AD: Average Distance. This is a measure of the average distance between points within a cluster in a clustering analysis. AD can be used to assess the homogeneity of clusters, with smaller values indicating more homogeneous clusters.
ADM: Average Distance to Medoid. This is a measure of the average distance between points and the medoid (i.e., the most representative point) of their cluster in a clustering analysis. ADM can be used as an alternative to AD for assessing cluster homogeneity.
FOM: Figure of Merit. This is a measure of the separation between clusters in a clustering analysis, calculated as the ratio of the between-cluster sum of squares to the total sum of squares.

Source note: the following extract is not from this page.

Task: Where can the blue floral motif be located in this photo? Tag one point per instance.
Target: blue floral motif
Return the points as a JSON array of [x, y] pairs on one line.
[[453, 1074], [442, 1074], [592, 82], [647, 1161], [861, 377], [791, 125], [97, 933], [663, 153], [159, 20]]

FOM can be used to assess the quality of cluster separation, with larger values indicating better separation.
PAM algorithm was assessed to be the most consistent one of methods the used for this data based on mentioned four measures. There is no consensus on the number of clusters, however, 7 and 12 seem the most attractive choices.